In fact, Intel’s decision should give itself pause, because it’s based on a similar model. What happens to the tech industry when people don’t buy a new PC every three years? What happens when the five-year old PC works just fine?
5 Comments
RaveBomb · June 29, 2008 at 10:29 pm
Heh, I myself only “upgraded” to XP from 2000 a year ago.
Sprocketeer · June 29, 2008 at 10:32 pm
Intel, at least, can market its processors in something other than a Windows box: they can sell them inside Macintoshes. I used to be a windows guy, but now I am a Mac guy. Apple’s OS X running on an Intel processor makes for a very satisfying computing experience. Apple produced OS X because they knew that a better OS was crucial to their future. It has paid off, too; Apple is gaining market share, particularly in the higher and more profitable end of desktops and laptops.

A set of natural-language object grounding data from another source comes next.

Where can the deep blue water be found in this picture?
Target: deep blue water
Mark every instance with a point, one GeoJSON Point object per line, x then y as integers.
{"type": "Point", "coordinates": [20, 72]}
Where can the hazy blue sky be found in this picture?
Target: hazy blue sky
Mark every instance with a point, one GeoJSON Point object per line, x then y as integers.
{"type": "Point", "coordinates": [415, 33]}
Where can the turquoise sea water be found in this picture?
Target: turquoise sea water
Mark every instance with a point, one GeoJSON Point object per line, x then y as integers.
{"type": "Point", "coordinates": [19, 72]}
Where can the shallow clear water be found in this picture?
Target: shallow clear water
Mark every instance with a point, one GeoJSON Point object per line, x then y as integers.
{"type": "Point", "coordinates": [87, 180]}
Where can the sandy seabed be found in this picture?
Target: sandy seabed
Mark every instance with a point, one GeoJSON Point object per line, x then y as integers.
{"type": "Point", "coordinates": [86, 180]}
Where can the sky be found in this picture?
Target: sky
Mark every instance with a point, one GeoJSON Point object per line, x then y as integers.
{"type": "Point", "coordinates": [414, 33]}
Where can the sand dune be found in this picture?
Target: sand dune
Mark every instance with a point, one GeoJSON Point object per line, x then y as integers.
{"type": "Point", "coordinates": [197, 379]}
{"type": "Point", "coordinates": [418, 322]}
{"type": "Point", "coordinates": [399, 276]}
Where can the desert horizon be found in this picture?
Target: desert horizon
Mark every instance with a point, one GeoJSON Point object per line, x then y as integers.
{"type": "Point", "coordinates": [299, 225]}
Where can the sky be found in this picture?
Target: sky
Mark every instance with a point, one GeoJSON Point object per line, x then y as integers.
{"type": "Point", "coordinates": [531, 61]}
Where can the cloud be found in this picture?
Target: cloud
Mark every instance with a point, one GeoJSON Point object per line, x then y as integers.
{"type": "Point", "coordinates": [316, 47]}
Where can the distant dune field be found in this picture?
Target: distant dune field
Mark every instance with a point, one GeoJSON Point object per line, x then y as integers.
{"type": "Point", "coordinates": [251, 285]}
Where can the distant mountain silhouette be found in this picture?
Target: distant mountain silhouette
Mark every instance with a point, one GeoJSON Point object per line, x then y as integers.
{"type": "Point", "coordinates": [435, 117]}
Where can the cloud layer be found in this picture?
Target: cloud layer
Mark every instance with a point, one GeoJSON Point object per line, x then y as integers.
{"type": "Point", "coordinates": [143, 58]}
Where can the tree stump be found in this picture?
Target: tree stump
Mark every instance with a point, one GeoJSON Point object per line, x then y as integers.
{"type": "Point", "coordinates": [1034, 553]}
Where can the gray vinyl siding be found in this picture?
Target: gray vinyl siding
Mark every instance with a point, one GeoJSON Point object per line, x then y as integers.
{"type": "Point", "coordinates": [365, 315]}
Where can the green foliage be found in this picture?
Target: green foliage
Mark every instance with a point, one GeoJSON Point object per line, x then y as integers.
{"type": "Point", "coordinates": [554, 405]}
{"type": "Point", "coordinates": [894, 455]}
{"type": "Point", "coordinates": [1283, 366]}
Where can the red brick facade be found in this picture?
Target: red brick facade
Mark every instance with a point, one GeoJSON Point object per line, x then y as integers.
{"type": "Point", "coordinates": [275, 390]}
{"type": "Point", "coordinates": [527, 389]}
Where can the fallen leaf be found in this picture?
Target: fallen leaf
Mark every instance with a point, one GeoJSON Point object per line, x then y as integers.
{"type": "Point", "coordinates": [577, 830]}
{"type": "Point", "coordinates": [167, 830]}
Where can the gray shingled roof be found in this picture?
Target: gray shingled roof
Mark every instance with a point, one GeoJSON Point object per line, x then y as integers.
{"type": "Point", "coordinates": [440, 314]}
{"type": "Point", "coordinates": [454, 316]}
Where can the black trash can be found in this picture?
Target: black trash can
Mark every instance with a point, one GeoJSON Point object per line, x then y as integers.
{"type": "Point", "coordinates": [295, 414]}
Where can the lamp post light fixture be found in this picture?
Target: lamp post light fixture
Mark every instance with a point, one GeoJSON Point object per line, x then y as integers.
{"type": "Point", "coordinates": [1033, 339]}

Hopefully, at some point, Microsloth will feel sufficient pain that they will be forced to FIX windows: pare it down, ditch legacy code, and perhaps even do something as daring as Apple did when they based their new OS on a variant of Unix (the latest version of OS X, Leopard, has even been certified as a compliant Unix OS).
Steve Buchheit · July 1, 2008 at 10:48 pm
“What happens when the five-year old PC works just fine?”
You get Apple’s computer sales business plan (which will also suffer from, “When we stop stealing sales from Window’s machines”).
Steve Buchheit · July 1, 2008 at 10:54 pm
One could also make a similar argument focused on the publishing industry (although, it can be shown they are changing, just not in the ways most people expected, such as Tor going to mostly hard cover releases, and the rise of the small press and direct sales).
John · July 11, 2008 at 12:39 pm
It looks like Microsoft is going to just force us all to go to Vista. They’ve decided on a schedule for discontinuing XP by the end of the year.
Might be time to look over Linux Windows Emulators.